In the paper, which is titled “Tobacco industry lawyers as a disease vector,” the researchers attribute the spread of diseases associated with long-term tobacco use to the tactics employed by industry lawyers.

Some key takeaways from the paper include:

  • Despite their obligation to do so, tobacco companies often failed to conduct product safety research or, when research was conducted, failed to disseminate the results to the medical community and to the public.
  • Tobacco company lawyers have been involved in activities having little or nothing to do with the practice of law, including gauging and attempting to influence company scientists’ beliefs, vetting in‐house scientific research, and instructing in‐house scientists not to publish potentially damaging results.
  • Additionally, company lawyers have taken steps to manufacture attorney‐client privilege and work‐product cover to assist their clients in protecting sensitive documents from disclosure, have been involved in the concealment of such documents, and have employed litigation tactics that have largely prevented successful lawsuits against their client companies.
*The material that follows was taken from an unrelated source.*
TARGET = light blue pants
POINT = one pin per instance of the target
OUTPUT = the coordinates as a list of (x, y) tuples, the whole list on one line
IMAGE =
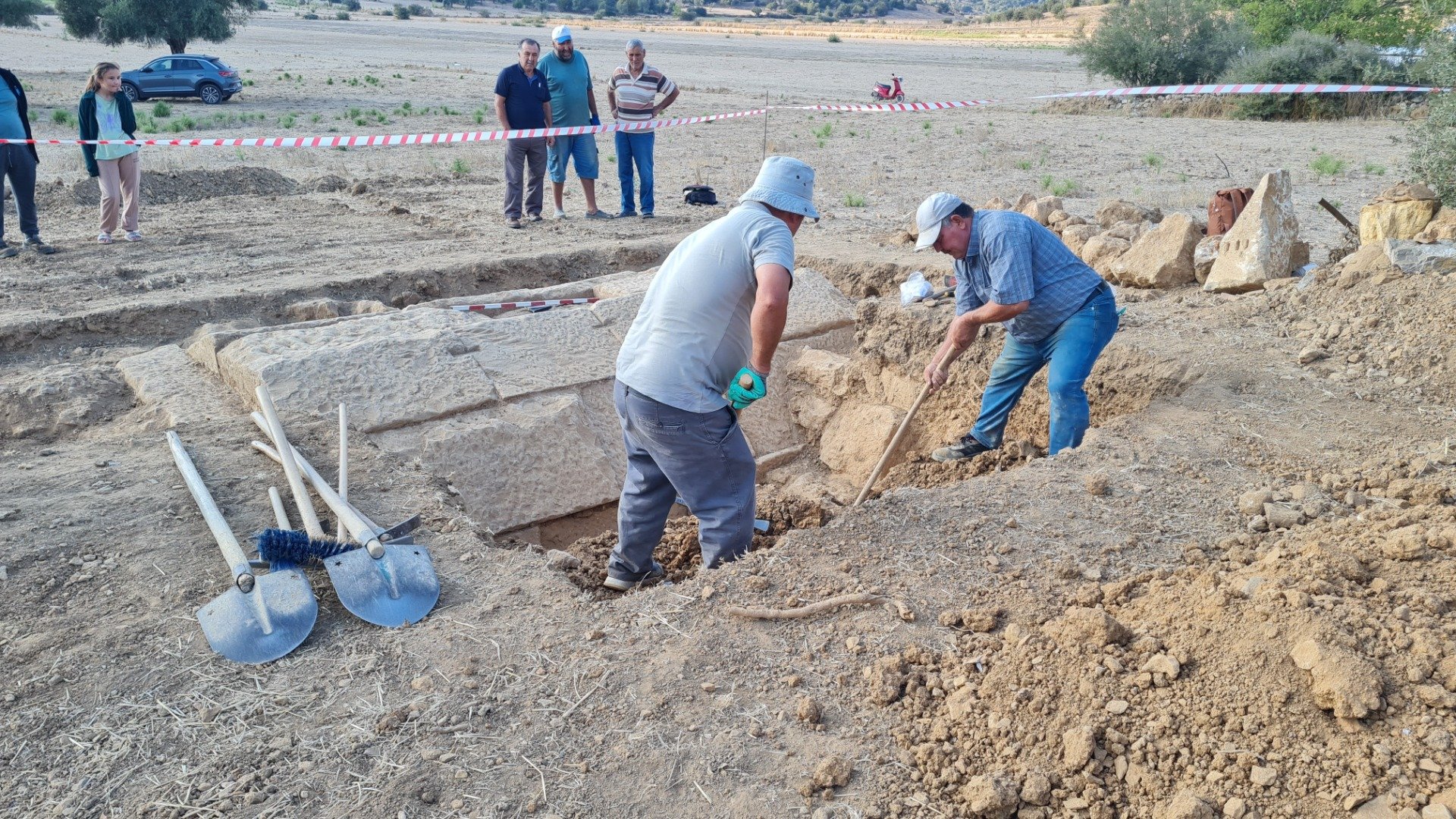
[(673, 452), (1069, 354), (635, 148)]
And we’re seeing the same potential with Google’s approach. The company’s treating the scientific method as an optional component of research.
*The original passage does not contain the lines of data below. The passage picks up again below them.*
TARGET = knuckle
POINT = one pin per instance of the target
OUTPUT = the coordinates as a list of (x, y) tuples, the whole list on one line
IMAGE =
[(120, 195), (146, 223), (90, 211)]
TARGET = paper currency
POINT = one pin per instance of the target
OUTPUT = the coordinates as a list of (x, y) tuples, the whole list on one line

As researcher Jack Clark, formerly of OpenAI, pointed out on Twitter:

I like to collaborate with people in research and I do a huge amount of work on AI measurement/assessment/synthesis/analysis. Why would I try and collaborate with people at Google if I know that there’s some invisible group of people who will get inside our research paper?

Clark’s talking about legibility here, the idea that the researchers have their names on the papers but the censors and lawyers don’t.

See, down the road a few years, if Google’s inability to address bias or create algorithms that are fair turns out deadly at scale over time, no lawyers will be harmed in the proceeding lawsuits.

And that’s not fair. Billions of people put their trust in Google products every day. The AI we rely on is a part of our lives that influences our decisions. Whatever Google’s lawyers are hiding could hurt us all.